Es dreht sich beim Marginalismus also um Gewinn- und Nutzenmaximierung und um die alternative Verteilung knapper Ressourcen. Damit verabschiedete sich die Neoklassik vom objektiven Ansatz der Klassik und stellte, ergänzt um die Konsumseite, die subjektive Wertschätzung in den Mittelpunkt.

Ideale Rechenmodelle?

Léon Walras (* 1834; † 1910) sprach von einer Wissenschaft der Ökonomik. Die Realität wurde zunächst in idealtypischen Modellen mathematisch abgebildet, um anschließend auf deren Grundlage praktische Probleme zu lösen. Die Neoklassik stand somit im Kontrast zur Historischen Schule. Diese lehnte allgemeingültige, abstrakte Theorien ab, weil alle wirtschaftlichen Erscheinungen raum- sowie zeitabhängig seien und nur empirisch-statistisch untersucht werden können.

Carl Menger (* 1840; † 1921), Gründer der Österreichischen Schule, die sich allmählich von der mathematiklastigen, statischen Neoklassik löste, focht daher mit dem deutschen Ökonom Gustav Schmoller (* 1838; † 1917) einen zähen Methodenstreit aus. Auch Alfred Marshall (* 1842; † 1924) aus Cambridge wandte ein, dass reine Fakten einer Theorie bedürfen. Er machte die Darstellung der fallenden Nachfrage- und steigenden Angebotskurve populär. Nachfolger auf dem Lehrstuhl Marshalls wurde Arthur Pigou (* 1877; † 1959). Er sprach sich basierend auf dem Sättigungsgesetz für eine Umverteilung des Einkommens zugunsten kleiner Einkommen aus, solange die Gesamtwohlfahrt nicht sinken würde. Bekannt ist der Ökonom allerdings für seinen Vorschlag, die sogenannte Pigou-Steuer für negative externe Effekte (z. B. Umweltverschmutzung) einzuführen.

Systemdebatte

Nach dem Methodenstreit entbrannte mit der Systemdebatte zu Beginn des 20. Jahrhunderts eine weitere Auseinandersetzung. Die jüngere Generation der Österreichischen Schule betrat die Bühne. Ludwig von Mises (* 1881; † 1973) argumentierte, dass eine Wirtschaftsrechnung im Sozialismus nicht möglich sei. In einer Marktwirtschaft schlügen sich die subjektiven Wertschätzungen durch freiwilligen Tausch in den Preisen nieder. Im Sozialismus hingegen fänden diese Tauschprozesse zwischen zahlreichen Eigentümern nicht statt und die Preise seien meist staatlich festgelegt.

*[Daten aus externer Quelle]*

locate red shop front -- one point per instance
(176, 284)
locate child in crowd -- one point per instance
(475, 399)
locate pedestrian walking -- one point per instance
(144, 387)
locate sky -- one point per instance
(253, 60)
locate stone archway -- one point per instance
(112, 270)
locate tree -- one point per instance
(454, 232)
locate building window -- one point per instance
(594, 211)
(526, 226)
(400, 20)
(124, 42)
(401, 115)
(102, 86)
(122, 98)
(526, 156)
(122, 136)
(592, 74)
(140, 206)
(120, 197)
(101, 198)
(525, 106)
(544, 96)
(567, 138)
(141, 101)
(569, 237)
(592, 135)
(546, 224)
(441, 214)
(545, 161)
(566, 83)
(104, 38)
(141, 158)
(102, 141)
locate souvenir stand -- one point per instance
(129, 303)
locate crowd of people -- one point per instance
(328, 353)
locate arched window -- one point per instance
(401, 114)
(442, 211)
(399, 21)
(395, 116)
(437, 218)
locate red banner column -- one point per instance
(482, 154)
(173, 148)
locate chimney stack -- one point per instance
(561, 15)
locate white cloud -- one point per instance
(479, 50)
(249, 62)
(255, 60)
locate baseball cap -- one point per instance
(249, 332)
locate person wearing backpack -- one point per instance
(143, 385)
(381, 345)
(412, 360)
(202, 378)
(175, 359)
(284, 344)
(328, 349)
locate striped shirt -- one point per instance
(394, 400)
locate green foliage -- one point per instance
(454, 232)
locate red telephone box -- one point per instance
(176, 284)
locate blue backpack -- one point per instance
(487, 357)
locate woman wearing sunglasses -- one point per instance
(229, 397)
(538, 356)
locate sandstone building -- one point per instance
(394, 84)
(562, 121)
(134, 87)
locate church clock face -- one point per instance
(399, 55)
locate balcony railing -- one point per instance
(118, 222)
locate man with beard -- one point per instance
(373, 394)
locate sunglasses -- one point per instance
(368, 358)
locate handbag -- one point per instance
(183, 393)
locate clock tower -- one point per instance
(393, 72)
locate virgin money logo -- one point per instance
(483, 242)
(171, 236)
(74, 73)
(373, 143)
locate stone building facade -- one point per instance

Eine zentrale Behörde könne daher nie über die Informationen aller Marktteilnehmer, die in einer Marktwirtschaft in den Preisen gebündelt seien, verfügen. Das würde zu wirtschaftlichen Fehlentwicklungen führen, da eine rationale Entscheidung unmöglich sei.

Mises Haltung gegenüber staatlichen Eingriffen war kompromisslos: „Es gibt eben keine andere Wahl als die: entweder von isolierten Eingriffen in das Spiel des Marktes abzusehen oder aber die gesamte Leitung der Produktion und der Verteilung an die Obrigkeit übertragen. Entweder Kapitalismus oder Sozialismus; ein Mittelding gibt es eben nicht.“

Dynamik

Die subjektive Sichtweise führte bei Joseph A. Schumpeter (* 1883; † 1950) schließlich zum Unternehmer. Der dynamische Unternehmer sei quasi Treiber der Konjunktur. Er würde wichtige Innovationen durchsetzen und damit einen Aufschwung einleiten. Diese Basisinnovationen hätten eine lange Reihe von Anschlussinnovationen zur Folge und alte Technologien, Produkte oder Geschäftsmodelle würden verdrängt.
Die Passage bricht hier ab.